Misalnya, tradisi menempa timah, adanya peralatan rumah tangga, perhiasan, peralatan pertanian, atau produk seni, seperti sastra, tari, musik, yang terkait timah. Timah hanya digunakan sebagai pemberat jaring ikan.

Para leluhur berbagai Suku Melayu tersebut datang ke Pulau Bangka, jauh sebelum Kesultanan Palembang menguasai Pulau Bangka. Mereka datang di masa Kerajaan Funan [Indochina], Sriwijaya, dan Majapahit.

Didapatkan informasi, para penambang timah ilegal kebanyakan para pendatang. Misalnya dari Tulungselapan, Air Sugihan dan Sungsang [Sumatera Selatan], Lampung, dan Jawa.

Selama belasan tahun, mereka menolak kehadiran tambang timah, baik yang dilakukan PT. Timah Tbk maupun yang ilegal. Terakhir, sebagian warga ditangkap dan ditahan karena dituduh menguasai dan merusak KIP [Kapal Isap Produksi] Citra Bangka Lestari di Perairan Bedukang. 

Mereka menjelaskan lada, cengkih, dan ikan yang menghidupi sukunya selama ratusan tahun.

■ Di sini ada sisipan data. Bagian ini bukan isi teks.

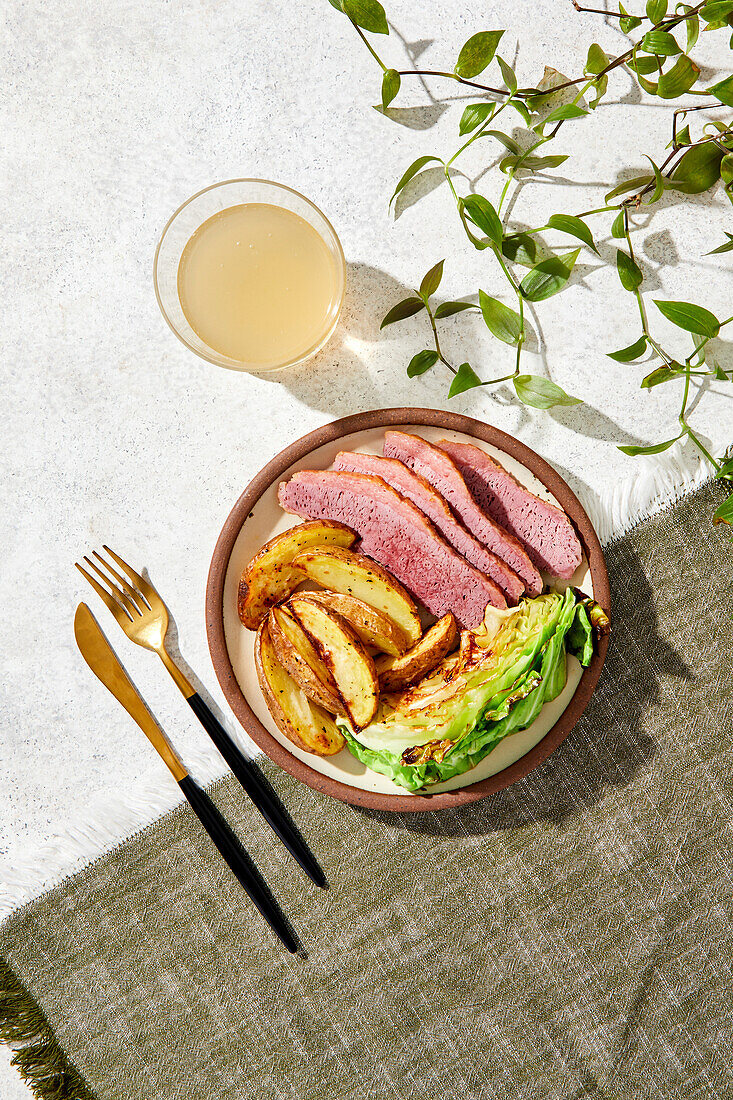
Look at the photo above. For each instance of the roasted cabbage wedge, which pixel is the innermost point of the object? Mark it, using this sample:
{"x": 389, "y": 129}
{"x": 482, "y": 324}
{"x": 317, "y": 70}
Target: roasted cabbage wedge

Di Pulau Bangka, menanam lada dan mencari ikan, sementara di pulau-pulau kecil, menanam cengkih dan mencari ikan.

Sejumlah perempuan yang baru turun dari ponton tambang ilegal di tengah laut. Mereka meminta hasil timah dengan cara membantu memasak makanan untuk para penambang. Foto: Nopri Ismi/Mongabay Indonesia

Lada dan cengkih melahirkan kuliner khas Bangka yakni lempah kuning, dan sejumlah obat herbal. Daun lada dijadikan motif kain cual, songket khas Bangka, serta kata lada disebut dalam sejumlah sastra lisan. 

“Timah tidak ada dalam sejarah kehidupan kami. Lada dan ikan yang menyekolahkan anak-anak kami, dan membuat kami naik haji [muslim], atau membuat rumah,” kata Sep Amir Ibrahim [80], tokoh masyarakat Desa Permis, Kabupaten Bangka Selatan.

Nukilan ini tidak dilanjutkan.